Hacker News new | comments | show | ask | jobs | submit login
Roaring bitmaps: A better compressed bitset (roaringbitmap.org)
76 points by SwellJoe 850 days ago | hide | past | web | 11 comments | favorite

We use EWAH (another compressed bitset from Daniel Lemire) heavily at work to store inverted indices in a compressed form. Apart from lowering the memory foot print (vs storing sorted integers), AND/OR operations are much faster when you want to do stuff like intersecting 2 bitsets to find the overlapping members etc.

You should checkout some of the other impressive compression related stuff that Daniel has open sourced: https://github.com/lemire

This is quite nice

There are many flavours of bitsets. Sometimes it's not the largest element that's a limit but the cardinality. You should also take note of the cost of clearing a bitset: This cost is almost never included in performance considerations. For instance, when you're making small random subsets (of size k) of a set (size n) you might be tempted to use a bitset and recycle it between subsets. you typically end up with a performance of k.O(1) for set but O(n) for a clear.

pick your poison ;)

How do these compare space and performance wise with Judy arrays, which are 256-ary trees whose nodes also distinguish between sparse and dense subsets? https://en.wikipedia.org/wiki/Judy_array

Good question, since the patent on them won't expire until Nov 29, 2020.

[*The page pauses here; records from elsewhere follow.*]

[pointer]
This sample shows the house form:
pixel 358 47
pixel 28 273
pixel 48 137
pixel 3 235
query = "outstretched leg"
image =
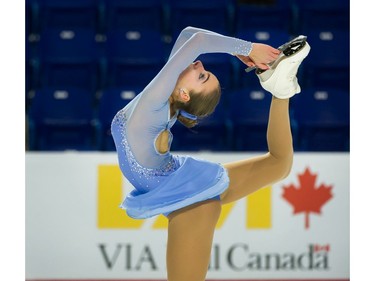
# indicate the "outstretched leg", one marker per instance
pixel 190 235
pixel 248 176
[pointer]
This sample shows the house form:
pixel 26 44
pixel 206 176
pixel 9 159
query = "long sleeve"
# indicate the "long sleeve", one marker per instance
pixel 149 112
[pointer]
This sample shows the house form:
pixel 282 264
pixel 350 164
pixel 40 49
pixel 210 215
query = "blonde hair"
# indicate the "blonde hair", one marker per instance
pixel 200 105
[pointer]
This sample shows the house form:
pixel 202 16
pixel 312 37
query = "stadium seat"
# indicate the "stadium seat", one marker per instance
pixel 68 58
pixel 221 65
pixel 133 58
pixel 261 15
pixel 62 119
pixel 110 102
pixel 249 108
pixel 322 118
pixel 69 14
pixel 211 133
pixel 135 15
pixel 321 15
pixel 328 62
pixel 212 15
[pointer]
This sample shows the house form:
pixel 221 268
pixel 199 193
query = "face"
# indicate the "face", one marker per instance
pixel 196 79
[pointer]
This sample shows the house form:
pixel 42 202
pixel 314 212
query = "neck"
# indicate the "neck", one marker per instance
pixel 172 109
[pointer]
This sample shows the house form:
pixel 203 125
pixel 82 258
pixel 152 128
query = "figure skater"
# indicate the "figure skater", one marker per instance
pixel 187 190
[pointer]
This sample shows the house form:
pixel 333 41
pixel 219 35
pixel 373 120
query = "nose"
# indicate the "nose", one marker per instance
pixel 198 64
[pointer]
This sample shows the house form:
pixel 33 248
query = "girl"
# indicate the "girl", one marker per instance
pixel 187 190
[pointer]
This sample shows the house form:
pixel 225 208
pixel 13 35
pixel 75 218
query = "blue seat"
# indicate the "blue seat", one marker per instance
pixel 328 62
pixel 69 14
pixel 133 58
pixel 320 15
pixel 212 15
pixel 135 15
pixel 258 15
pixel 211 133
pixel 110 102
pixel 272 37
pixel 323 119
pixel 249 108
pixel 62 119
pixel 221 65
pixel 68 58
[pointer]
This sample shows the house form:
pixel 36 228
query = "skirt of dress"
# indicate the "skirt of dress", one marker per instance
pixel 181 181
pixel 194 181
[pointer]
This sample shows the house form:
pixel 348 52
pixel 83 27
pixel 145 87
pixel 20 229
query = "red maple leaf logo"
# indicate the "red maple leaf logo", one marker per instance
pixel 307 198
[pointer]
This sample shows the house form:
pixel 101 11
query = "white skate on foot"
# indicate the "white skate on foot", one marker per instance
pixel 280 79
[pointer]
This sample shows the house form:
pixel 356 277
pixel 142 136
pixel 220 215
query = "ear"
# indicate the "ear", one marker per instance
pixel 184 95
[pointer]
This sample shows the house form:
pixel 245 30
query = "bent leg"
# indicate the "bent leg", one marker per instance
pixel 190 235
pixel 247 176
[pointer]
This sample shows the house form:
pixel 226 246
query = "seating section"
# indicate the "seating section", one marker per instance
pixel 110 102
pixel 249 109
pixel 86 59
pixel 323 119
pixel 62 119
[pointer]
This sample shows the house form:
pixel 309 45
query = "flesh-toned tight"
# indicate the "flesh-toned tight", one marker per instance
pixel 191 229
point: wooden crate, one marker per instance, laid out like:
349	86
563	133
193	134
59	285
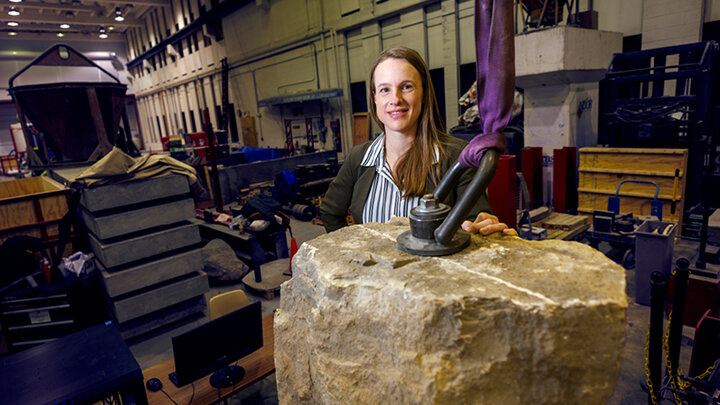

Aha, this is interesting =).

So this is basically just an array of booleans, and each element has two states.

But are there equivalent fancy compressed data structures for more than two states? (i.e. like a compressed array of enumerations) Or does that not make sense for some reason?

Yes, it's a research area called succinct data structures. E.g. given work on DNA in bioinformatics, a lot of work is on elements with 4 stats.

How would I use this data-structure in an application? Is it basically a replacement for a byte array with improved space characteristics?

Semantically, it's a boolean array. Or, to look at it another way, a set of integers, where a[n] is true if n is in the set.

This representation, and the various others the paper compares it to, are useful when the array is fairly sparse - the introduction suggests the range 1/10000 to 1/64 of the bits being set. They're a lot more compact, but still support key operations - ORing, ANDing, testing a particular bit, enumerating all set bits - fairly efficiently.

The major motivating use of structures like this is for bitmap indexes in databases. Bitmap indexes store a single bit of data per record - it could be "is this person a current employee?", "has this user ever bought anything?", etc. If you can encode these compactly, you can use them to very quickly winnow vast amounts of data down to a small number of interesting records, which you can then retrieve one by one.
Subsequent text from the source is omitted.